For almost every prime minister, the number one item on their agenda when they leave office is the small matter of earning as much money as possible, as quickly as possible.
Doing so without the help of unsavoury characters is not difficult: a seven-figure deal for your memoirs, the same again for public speaking and a comfy chair on the board of one of the big City firms should cover it.
Theresa May, Sir John Major and Gordon Brown have all managed quietly to get on with the business of cashing in without attracting huge controversy. All three, for example, are signed up to the same public speaking agency in Washington DC, where fees for a single speech can run to six figures.

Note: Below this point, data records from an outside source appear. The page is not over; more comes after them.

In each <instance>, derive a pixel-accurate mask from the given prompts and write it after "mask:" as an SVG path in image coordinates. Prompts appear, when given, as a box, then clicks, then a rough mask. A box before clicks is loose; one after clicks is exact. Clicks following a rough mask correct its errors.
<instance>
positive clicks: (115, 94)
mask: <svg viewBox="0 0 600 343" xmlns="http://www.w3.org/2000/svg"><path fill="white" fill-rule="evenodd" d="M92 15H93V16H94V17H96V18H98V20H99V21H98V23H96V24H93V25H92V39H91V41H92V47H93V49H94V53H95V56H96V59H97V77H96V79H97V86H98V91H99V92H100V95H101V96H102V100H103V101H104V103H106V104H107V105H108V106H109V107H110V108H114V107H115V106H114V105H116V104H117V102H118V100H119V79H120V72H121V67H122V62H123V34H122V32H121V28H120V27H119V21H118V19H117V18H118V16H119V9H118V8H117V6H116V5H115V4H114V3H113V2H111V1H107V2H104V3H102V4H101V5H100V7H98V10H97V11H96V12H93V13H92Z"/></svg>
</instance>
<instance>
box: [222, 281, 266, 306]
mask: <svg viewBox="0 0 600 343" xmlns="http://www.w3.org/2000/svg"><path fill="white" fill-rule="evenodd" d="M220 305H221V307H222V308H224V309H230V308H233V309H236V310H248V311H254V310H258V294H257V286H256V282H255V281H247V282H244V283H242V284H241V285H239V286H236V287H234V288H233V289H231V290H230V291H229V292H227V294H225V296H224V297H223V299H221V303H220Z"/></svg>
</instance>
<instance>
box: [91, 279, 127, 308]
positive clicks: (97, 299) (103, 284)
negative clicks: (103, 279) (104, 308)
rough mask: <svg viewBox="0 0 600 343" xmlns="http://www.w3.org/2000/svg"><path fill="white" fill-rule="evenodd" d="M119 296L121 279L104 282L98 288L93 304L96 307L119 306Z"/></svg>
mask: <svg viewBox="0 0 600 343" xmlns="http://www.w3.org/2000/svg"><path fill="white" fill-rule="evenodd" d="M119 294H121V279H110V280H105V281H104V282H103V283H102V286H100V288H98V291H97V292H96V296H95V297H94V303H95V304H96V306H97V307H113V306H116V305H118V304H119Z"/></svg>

Not bad for less than a day’s work.
Why, then, has David Cameron proved so incapable of avoiding trouble since he left politics in 2016?
Already the subject of a Cabinet Office investigation into his alleged lobbying on behalf of the collapsed financial firm Greensill Capital, today Cameron resigned as chairman of the advisory board to Bermuda-based software firm Afiniti after its founder was accused of sexually and physically assaulting an employee.
The question Cameron must surely be asking himself is whether he could have seen any of this coming, or whether he is just unlucky.
According to those who know him – and his controversial former bosses – the answer is, at least partly, the former.
Chris Bryant, chairman of the parliamentary select committees on standards and privileges and a long-standing scrutineer of Cameron’s outside interests, suggested the former prime minister “lacked a moral compass”, and even if that might seem overly harsh, few people could disagree that he has proved a poor judge of character in the past.
Bryant suggested Cameron had a habit of becoming “beholden” to people to whom he would be better advised to give a wide berth, like Rebekah Brooks, the chief executive of Rupert Murdoch’s UK newspaper empire.
Cameron came under fire during his premiership for his close friendship with Brooks, a fellow member of the so-called Chipping Norton set in Oxfordshire, after it emerged he had met her 22 times in six years– an average of once every three months – as well as texting her regularly. One text, telling her to “keep your head up” as the phone hacking scandal erupted, now seems spectacularly ill-advised, and points to Cameron’s tendency towards misplaced loyalty.
In another text, he thanked her for letting him ride one of her family’s horses, saying it was “fast, unpredictable and hard to control, but fun”. It could equally be a description of his employment strategy since leaving Downing Street.
His portfolio of jobs might best be described as high-risk, high-reward: on his official website, Cameron says he is working with businesses that are “all concentrating on innovative technology-driven sectors, including Fin-Tech, Medi-Tech and AI [Artificial Intelligence]”.